It quickly spread to Manhattan, or Morna Regan’s version of it, for The House Keeper, where a destitute single mom forced her way into a wealthy shut-in’s brownstone. And, most recently, an affluent young Belfast couple apprehended, beat and interrogated a teenage burglar with the help of vigilante neighbours in Tim Loane’s The Civilisation Game at the Lyric.

(Add the Gate’s My Cousin Rachel, essentially a murder mystery with an unwanted visitor, and Fiona Looney’s Greener, which reports the robbery of a brown bin, and you wouldn’t want to enter a theatre without a baseball bat.)

Now, as the cops will ask, what is the nature of this disturbance? The first is technical: how do playwrights quickly introduce strangers into familiar circumstances for instant drama? Answer: leave the window open.
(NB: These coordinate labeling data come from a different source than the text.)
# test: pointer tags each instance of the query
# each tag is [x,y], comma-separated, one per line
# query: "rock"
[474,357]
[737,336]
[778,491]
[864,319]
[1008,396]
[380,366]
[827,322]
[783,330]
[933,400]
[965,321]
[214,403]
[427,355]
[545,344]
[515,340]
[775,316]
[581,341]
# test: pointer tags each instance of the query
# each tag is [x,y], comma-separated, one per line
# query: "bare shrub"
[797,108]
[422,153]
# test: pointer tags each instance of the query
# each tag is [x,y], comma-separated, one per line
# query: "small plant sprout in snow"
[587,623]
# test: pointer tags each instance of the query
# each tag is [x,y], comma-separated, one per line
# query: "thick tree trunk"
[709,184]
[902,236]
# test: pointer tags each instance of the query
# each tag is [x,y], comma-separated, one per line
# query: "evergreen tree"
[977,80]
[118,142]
The next is social: last year, the number of burglaries reached a record high in Ireland as criminals realised there’s less money in cocaine these days than in mattresses. And the last is moral: how innocent are the victims in all these theatrical cases? Answer, predictably: guilty as sin.

It says something that the characters here all take the law into their own hands, as though we’ve lost all faith in authority. It’s more curious that the homeowners, morally dubious or harbouring ugly secrets, come off as more villainous than the criminal, as though we’ve lost faith in people. But there may be another reason why playwrights are siding with the trespasser.

Where audiences are expected to initially identify with someone under siege, playwrights are expected to go where they are not welcome and rummage through uncomfortable truths.

It sounds grandiose, and these moral bait-and-switch tactics are beginning to feel like a swindle. But in these times it isn’t hard to believe that almost everyone has a careful defence built around a vulnerable conscience. The theatre’s only crime, then, is breaking and entering.